Pocas veces uno se encuentra con un lugar que logra ser consistentemente decepcionante, pero este establecimiento lo consigue con notable precisión. Tras tres visitas, queda claro que no se trata de un mal día, sino de una preocupante falta de profesionalismo.
En cada ocasión, el patrón fue el mismo: indiferencia absoluta hacia el cliente. Llegar primero no significa nada aquí; otros comensales son atendidos antes sin el menor reparo, mientras uno permanece invisible. Intentar solicitar atención resulta inútil, como si el concepto de servicio fuera completamente ajeno al personal.

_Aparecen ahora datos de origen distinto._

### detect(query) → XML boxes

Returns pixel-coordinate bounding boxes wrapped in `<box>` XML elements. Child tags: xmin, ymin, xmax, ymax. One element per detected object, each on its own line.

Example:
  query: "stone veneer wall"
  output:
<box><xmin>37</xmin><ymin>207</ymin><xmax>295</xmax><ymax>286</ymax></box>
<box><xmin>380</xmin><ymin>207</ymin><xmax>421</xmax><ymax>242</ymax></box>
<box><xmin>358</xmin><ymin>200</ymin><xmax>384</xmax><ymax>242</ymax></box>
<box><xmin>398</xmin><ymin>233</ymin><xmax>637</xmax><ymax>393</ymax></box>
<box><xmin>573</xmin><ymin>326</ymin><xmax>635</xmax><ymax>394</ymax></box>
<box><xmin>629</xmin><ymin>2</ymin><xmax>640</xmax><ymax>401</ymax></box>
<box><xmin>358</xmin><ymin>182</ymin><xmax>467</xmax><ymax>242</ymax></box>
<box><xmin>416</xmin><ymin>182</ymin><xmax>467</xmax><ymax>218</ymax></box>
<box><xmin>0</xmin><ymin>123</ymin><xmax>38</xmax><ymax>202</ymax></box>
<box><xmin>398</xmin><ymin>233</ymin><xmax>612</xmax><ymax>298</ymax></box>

En una de las visitas, con el local prácticamente vacío, la atención fue fría y forzada, como si atender fuese una molestia. En otra, el escenario fue aún más surrealista: discusiones internas, conversaciones interminables y un desinterés tan marcado que un empleado simplemente decidió retirarse a la cocina sin tomar mi pedido.
Es casi irónico que la comida sea aceptable, incluso buena y los precios accesibles, porque eso solo resalta aún más el desperdicio de potencial. Ningún platillo logra compensar la sensación de ser ignorado deliberadamente.
Un lugar que confunde informalidad con negligencia. Difícilmente se puede recomendar una experiencia donde el cliente parece ser lo menos importante.